# Thread: Question Discrete Math Binomial Theorem

1. ## Question Discrete Math Binomial Theorem Please could someone help me the way to approach this?

2. ## Re: Question Discrete Math Binomial Theorem

The binomial theorem states (as you could have looked up)

$(a+b)^n = \sum \limits_{k=0}^n ~a^k ~b^{n-k}$

you should be able to figure out where to plug in $2$ and $(-1)$ into the formula above

3. ## Re: Question Discrete Math Binomial Theorem Originally Posted by romsek The binomial theorem states (as you could have looked up)

$(a+b)^n = \sum \limits_{k=0}^n ~a^k ~b^{n-k}$

you should be able to figure out where to plug in $2$ and $(-1)$ into the formula above
Not quite! You left out the binomial coefficient that was already in inayat's formula.

The binomial theorem says that

$(a+b)^n = \sum \limits_{k=0}^n \begin{pmatrix}n \\ k\end{pmatrix} ~a^k ~b^{n-k}$

Where $\begin{pmatrix}n \\ k\end{pmatrix}$ is the "binomial coefficient", $\begin{pmatrix}n \\ k\end{pmatrix}= \frac{n!}{k!(n-k)!}$.

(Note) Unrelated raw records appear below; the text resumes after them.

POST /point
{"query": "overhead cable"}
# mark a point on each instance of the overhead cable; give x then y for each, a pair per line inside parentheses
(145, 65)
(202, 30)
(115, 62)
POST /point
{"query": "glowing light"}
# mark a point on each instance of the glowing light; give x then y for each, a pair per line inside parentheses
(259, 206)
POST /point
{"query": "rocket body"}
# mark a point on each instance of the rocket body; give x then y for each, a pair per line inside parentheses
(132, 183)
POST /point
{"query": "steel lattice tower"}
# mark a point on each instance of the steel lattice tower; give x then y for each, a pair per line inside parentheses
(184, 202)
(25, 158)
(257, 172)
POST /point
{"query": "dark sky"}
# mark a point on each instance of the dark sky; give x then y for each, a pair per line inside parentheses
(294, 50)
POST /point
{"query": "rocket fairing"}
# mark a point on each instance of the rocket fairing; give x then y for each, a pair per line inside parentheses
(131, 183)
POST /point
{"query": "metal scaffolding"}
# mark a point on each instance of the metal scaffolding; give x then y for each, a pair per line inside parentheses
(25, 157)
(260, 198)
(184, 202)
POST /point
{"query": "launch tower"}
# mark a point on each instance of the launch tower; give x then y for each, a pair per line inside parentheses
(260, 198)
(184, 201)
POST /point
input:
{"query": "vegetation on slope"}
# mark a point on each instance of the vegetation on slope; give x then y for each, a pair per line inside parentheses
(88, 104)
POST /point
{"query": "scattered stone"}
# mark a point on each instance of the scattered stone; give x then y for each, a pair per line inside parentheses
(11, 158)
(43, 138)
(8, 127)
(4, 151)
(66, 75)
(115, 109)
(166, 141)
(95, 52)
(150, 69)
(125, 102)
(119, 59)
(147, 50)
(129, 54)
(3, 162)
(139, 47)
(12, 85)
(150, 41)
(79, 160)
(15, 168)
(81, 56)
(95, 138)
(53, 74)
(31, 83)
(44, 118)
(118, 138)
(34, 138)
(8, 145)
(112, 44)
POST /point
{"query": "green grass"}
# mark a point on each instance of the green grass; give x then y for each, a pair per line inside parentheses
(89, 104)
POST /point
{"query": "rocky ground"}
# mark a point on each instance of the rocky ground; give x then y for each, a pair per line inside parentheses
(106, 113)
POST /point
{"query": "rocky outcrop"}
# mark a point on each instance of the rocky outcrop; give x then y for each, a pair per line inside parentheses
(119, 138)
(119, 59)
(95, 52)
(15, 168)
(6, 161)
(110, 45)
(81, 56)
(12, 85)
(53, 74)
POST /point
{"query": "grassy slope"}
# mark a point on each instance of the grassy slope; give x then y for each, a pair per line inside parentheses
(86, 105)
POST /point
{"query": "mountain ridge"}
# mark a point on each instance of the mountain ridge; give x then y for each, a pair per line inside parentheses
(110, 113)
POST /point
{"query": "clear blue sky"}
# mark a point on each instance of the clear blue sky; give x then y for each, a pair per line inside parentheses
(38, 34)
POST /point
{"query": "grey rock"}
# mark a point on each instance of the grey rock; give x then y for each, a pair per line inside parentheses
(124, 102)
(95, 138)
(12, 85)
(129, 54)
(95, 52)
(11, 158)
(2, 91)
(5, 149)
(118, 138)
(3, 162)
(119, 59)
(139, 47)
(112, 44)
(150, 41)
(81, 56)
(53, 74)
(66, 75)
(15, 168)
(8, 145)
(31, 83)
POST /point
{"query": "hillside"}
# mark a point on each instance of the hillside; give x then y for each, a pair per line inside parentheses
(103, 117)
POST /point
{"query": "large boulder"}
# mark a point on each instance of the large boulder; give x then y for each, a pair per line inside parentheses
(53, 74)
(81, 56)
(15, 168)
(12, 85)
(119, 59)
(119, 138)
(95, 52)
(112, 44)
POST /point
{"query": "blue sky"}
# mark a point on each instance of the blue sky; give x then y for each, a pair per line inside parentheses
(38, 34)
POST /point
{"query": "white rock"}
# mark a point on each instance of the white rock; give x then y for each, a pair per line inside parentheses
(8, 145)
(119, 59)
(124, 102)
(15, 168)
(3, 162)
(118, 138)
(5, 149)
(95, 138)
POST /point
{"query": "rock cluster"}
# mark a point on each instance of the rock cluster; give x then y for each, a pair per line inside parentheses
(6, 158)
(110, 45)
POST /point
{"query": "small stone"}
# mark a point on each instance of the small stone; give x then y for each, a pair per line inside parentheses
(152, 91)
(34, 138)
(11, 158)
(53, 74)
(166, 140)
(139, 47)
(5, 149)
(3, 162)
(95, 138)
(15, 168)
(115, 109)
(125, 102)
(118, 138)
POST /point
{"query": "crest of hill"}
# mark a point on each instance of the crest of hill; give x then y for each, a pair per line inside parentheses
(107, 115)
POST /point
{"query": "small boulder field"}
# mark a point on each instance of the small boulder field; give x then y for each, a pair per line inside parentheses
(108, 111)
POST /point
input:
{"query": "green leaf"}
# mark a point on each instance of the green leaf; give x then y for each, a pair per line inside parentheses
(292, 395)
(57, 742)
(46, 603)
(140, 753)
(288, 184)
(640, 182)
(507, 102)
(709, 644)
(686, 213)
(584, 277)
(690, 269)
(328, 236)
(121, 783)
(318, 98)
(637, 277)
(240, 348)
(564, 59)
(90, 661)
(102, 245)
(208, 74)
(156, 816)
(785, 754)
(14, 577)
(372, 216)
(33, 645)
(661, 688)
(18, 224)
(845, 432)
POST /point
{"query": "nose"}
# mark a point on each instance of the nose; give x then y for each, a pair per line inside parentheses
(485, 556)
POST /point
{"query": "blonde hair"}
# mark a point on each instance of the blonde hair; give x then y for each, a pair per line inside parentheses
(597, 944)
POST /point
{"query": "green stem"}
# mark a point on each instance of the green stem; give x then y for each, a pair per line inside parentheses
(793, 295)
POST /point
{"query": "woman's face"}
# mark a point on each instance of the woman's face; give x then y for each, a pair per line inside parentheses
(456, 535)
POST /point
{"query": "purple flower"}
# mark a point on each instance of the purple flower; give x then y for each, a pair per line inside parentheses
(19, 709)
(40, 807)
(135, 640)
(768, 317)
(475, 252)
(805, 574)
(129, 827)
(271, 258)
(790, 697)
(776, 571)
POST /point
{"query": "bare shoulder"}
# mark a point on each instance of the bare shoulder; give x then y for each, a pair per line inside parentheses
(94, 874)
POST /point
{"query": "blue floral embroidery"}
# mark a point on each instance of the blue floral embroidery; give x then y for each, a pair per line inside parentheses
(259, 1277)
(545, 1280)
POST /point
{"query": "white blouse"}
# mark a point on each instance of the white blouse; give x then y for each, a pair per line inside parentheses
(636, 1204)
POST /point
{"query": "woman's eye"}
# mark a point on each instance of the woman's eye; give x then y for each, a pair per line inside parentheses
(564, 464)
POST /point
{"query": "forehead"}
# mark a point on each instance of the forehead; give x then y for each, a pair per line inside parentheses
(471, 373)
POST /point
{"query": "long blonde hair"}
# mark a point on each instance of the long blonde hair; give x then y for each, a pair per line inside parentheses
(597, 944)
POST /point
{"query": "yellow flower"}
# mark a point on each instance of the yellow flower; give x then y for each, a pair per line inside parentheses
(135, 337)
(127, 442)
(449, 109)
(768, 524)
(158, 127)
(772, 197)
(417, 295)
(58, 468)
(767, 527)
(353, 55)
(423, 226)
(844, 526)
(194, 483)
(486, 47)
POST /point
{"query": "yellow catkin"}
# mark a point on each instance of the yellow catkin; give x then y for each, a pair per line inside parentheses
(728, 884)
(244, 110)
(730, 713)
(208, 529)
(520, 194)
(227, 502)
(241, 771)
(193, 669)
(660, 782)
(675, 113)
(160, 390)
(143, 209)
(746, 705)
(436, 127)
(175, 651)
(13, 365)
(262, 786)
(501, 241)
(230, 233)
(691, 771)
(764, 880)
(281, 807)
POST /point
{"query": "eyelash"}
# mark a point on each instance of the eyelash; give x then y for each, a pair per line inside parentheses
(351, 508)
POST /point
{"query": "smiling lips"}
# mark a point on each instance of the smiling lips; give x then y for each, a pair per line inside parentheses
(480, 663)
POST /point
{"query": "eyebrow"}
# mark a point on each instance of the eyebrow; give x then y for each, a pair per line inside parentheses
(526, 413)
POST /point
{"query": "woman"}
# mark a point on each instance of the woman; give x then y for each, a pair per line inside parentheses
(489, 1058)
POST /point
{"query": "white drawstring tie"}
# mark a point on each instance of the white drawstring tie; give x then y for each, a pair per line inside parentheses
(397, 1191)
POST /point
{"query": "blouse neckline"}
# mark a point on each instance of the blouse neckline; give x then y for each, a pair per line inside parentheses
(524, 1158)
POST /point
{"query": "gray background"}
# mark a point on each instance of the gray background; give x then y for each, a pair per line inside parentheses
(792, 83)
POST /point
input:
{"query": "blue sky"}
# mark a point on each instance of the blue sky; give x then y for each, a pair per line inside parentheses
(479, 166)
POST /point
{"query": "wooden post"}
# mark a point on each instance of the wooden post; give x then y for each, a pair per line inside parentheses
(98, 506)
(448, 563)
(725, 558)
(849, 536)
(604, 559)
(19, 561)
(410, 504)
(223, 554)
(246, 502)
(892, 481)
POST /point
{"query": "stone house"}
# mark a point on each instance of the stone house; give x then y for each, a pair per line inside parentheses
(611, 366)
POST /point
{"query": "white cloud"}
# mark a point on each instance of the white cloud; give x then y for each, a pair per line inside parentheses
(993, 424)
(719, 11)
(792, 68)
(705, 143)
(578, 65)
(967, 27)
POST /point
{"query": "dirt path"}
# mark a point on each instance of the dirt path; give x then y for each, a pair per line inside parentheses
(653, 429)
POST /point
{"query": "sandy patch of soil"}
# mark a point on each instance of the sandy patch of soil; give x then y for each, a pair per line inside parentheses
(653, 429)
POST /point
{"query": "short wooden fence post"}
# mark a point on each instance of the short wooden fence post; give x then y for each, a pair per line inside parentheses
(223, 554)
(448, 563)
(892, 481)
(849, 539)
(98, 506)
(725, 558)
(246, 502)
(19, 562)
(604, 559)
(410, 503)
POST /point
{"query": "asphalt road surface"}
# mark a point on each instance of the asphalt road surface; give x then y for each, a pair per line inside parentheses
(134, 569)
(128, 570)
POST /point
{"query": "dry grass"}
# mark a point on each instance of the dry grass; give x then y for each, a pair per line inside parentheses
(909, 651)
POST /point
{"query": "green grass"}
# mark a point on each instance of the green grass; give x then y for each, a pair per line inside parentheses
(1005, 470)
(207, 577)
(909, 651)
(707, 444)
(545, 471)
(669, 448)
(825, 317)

4. ## Re: Question Discrete Math Binomial Theorem Originally Posted by inayat  Please could someone help me the way to approach this?
I hope the is a clear proof for you.
$\begin{gathered} \sum\limits_{k = 0}^n {\dbinom{n}{k}{a^{n - k}}{b^k} = {{(a + b)}^n}} \hfill \\ \sum\limits_{k = 0}^n {\dbinom{n}{k}{2^{n - k}}{{( - 1)}^k} = {{(2 + ( - 1))}^n}} \hfill \\ = 1 \hfill \\ \end{gathered}$